L’étude encourage donc le gouvernement français à poursuivre sur la voie des réformes, tant celles déjà engagées par le gouvernement que celles recommandées par l’OCDE, dont les effets combinés pourraient entraîner une hausse du PIB par habitant de 5% à l’horizon de dix ans. Ces réformes, destinées à doper le revenu des ménages situés dans la moitié inférieure de la distribution des revenus, devraient favoriser une croissance plus inclusive.

Programme de réformes

L’étude attire également l’attention sur divers risques à la baisse, notamment liés au ralentissement de l’activité mondiale ainsi qu’aux mouvements actuels de contestation sociale en France. Il est recommandé que les effets de redistribution soient une priorité des réformes économiques à venir. Dans ce sens, des efforts supplémentaires pourraient se révéler nécessaires pour que les réformes soient socialement mieux acceptées et que les politiques publiques soient mieux mises en œuvre. À cet égard, certaines mesures additionnelles sont examinées dans l’étude, qui pourraient compléter le programme de réformes en cours et garantir une croissance plus durable et plus inclusive.

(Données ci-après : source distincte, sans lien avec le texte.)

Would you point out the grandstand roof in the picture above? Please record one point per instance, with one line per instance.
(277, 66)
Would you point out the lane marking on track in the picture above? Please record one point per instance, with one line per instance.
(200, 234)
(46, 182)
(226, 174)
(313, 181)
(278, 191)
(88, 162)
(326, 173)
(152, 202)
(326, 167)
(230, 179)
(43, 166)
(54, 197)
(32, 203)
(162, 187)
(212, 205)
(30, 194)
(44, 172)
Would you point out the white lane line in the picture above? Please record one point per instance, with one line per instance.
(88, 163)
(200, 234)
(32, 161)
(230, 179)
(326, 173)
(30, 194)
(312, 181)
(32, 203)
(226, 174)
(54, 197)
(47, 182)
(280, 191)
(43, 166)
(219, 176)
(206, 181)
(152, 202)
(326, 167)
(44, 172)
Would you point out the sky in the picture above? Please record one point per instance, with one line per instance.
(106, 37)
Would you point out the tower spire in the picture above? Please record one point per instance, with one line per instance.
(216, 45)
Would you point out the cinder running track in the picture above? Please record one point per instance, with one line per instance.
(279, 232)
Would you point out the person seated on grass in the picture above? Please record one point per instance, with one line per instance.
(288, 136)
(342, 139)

« Il est réellement nécessaire de s’attaquer aux enjeux sociaux que constituent le chômage de longue durée, les difficultés d’insertion sur le marché du travail et le manque de mobilité sociale », a déclaré le Secrétaire général de l’OCDE Angel Gurría.
« Le gouvernement a entrepris des réformes courageuses pour stimuler l’activité économique, augmenter le revenu disponible des bas salaires et placer les finances publiques sur une trajectoire plus viable. La France devrait tirer profit de ce programme de réformes et prendre encore d’autres mesures pour améliorer l’efficience de la dépense publique, créer des emplois de qualité et faire en sorte que l’économie de demain bénéficie à tous ».

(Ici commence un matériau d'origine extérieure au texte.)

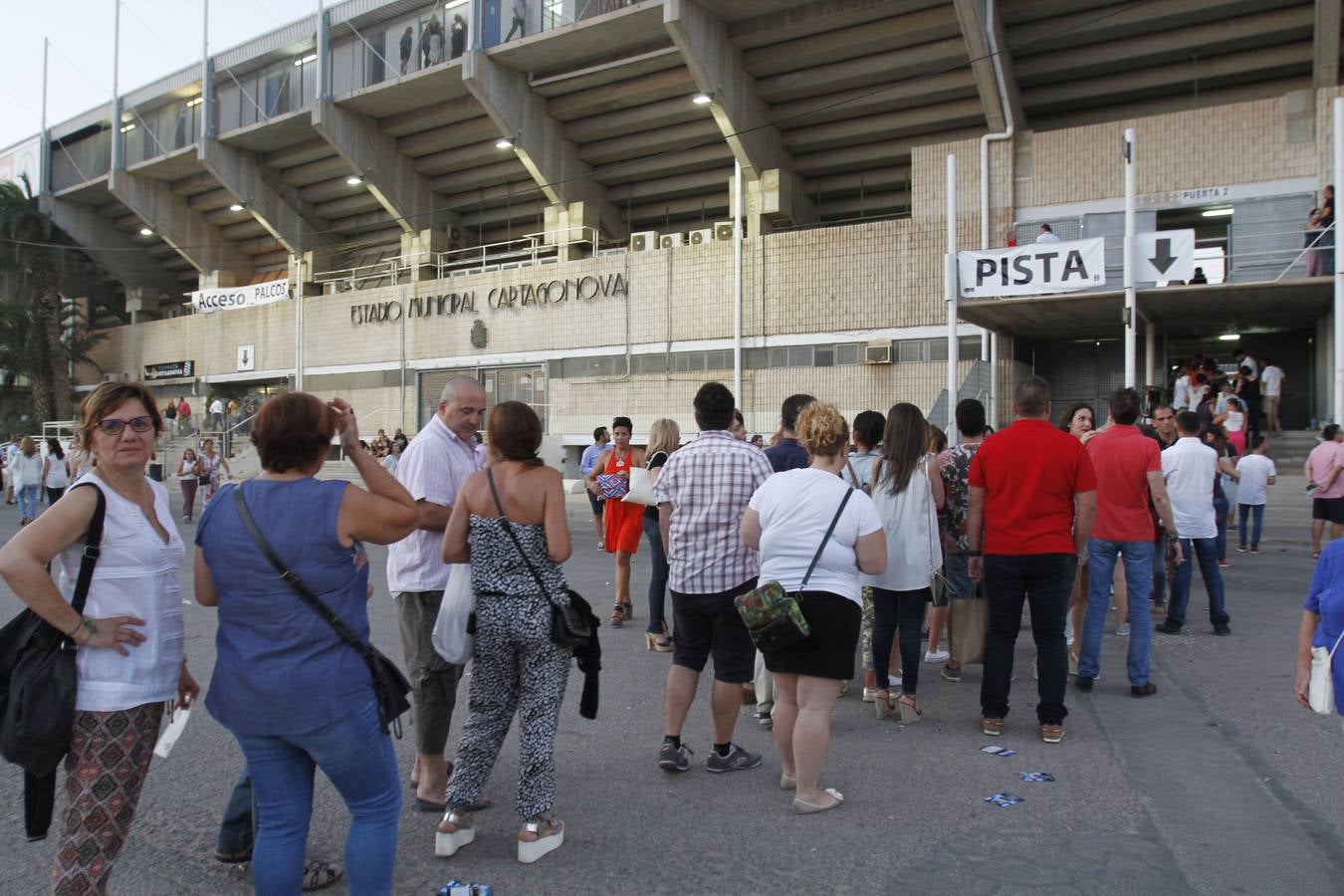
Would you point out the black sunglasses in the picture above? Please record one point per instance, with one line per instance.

L’étude souligne la nécessité d’un renforcement des compétences et de l’insertion dans l’emploi de la main-d’œuvre peu qualifiée. Pour cela, il faudrait améliorer la qualité du système éducatif, et adopter des réformes pour que des formations de qualité bénéficient à tous, ainsi que des mesures visant à réduire le recours aux contrats courts.

Maîtrise des dépenses publiques

Toujours selon l’étude, une meilleure qualité des dépenses publiques permettrait également d’améliorer le solde financier public et de dégager une marge de manœuvre budgétaire pour abaisser les taux d’imposition à long terme, en particulier les prélèvements sur le travail. Il faudrait fixer des objectifs précis de maîtrise des dépenses publiques tout en veillant plus particulièrement à ce que l’investissement et les dépenses sociales soient correctement ciblés pour contribuer à une croissance plus vigoureuse et plus verte.

De plus, continuer à augmenter la taxation environnementale tout en accompagnant les populations les plus affectées favoriserait aussi la transition écologique. En outre, réformer le système de retraites est nécessaire.

Enfin, la poursuite des initiatives visant à réduire les obstacles administratifs à l’entrée sur le marché et à supprimer les réglementations inutilement restrictives permettrait de susciter plus de concurrence et d’instaurer un environnement propice aux entreprises jeunes et dynamiques, générant des gains de productivité et stimulant l’innovation.